Amazon Opens Wallet, Starts Paying Taxes In European Countries
Leave it to the lawyers to find loopholes wherever they may exist. For Amazon
and its legal advisers, that meant processing all European sales in Luxembourg, a comparatively low tax region that's been saving the online vendor a significant amount of money. It also drew the ire of European regulators, and in the midst of a series of probes into tax deals that companies like Amazon have struck with individual countries, the world's largest online shop has changed the way it pays taxes.
Instead of processing all sales in Luxembourg, Amazon on May 1 began booking revenue from retail sales in individual European countries, with local branches in the U.K., Germany, Italy, and Spain, according to a report in The Wall Street Journal
. The move could me a much higher tax bill for Amazon, and it could also put pressure on other companies to follow suit.
The European Union began investigating Amazon's "cosmetic" tax scheme in January on the belief that going through Luxembourg might provide the site with an illegal and unfair advantage and run afoul of European law.

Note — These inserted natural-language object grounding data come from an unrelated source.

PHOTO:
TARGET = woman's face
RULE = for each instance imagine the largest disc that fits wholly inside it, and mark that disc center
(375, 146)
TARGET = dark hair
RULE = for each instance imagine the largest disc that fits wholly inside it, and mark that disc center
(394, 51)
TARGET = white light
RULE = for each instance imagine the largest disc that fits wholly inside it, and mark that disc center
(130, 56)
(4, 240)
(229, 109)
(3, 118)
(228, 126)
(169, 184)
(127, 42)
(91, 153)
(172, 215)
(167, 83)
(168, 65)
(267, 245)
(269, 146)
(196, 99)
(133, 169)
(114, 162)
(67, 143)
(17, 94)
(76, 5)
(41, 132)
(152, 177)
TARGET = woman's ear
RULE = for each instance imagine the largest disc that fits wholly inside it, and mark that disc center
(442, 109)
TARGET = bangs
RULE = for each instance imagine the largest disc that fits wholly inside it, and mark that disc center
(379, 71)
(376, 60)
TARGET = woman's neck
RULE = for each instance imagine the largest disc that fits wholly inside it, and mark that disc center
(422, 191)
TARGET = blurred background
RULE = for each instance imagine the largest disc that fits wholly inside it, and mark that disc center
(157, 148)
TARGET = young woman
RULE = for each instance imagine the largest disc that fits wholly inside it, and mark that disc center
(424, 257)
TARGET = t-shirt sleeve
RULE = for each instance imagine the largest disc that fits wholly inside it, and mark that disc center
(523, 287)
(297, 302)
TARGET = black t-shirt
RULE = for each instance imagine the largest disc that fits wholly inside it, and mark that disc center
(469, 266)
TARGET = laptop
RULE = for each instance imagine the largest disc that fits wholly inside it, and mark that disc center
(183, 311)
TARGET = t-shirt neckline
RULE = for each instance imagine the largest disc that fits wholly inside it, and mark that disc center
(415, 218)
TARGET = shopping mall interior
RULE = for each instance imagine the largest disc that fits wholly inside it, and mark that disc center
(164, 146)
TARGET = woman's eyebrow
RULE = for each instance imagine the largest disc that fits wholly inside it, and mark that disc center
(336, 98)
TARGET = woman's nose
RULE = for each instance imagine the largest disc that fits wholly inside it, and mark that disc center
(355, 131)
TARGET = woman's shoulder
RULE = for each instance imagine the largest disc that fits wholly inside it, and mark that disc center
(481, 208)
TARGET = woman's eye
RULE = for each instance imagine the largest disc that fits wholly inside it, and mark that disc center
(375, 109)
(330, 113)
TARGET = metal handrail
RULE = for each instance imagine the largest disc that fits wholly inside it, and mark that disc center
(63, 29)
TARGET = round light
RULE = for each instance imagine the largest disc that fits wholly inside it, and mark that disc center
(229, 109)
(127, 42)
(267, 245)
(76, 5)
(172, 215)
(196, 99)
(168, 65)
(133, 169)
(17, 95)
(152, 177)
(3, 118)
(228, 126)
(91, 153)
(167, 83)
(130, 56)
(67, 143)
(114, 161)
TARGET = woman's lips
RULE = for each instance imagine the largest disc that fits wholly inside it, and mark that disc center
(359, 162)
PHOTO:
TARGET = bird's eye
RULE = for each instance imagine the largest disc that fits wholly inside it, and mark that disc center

Regulators have also been looking into several other firms, including Apple
and Starbucks, to see if they're receiving special treatment.
Amazon didn't have much to say on the matter other than offering up a canned statement saying it regularly reviews its business structures. And even though Amazon recently altered its tax strategy in Europe, the EU could still fine the company if it finds any wrongdoing on Amazon's part.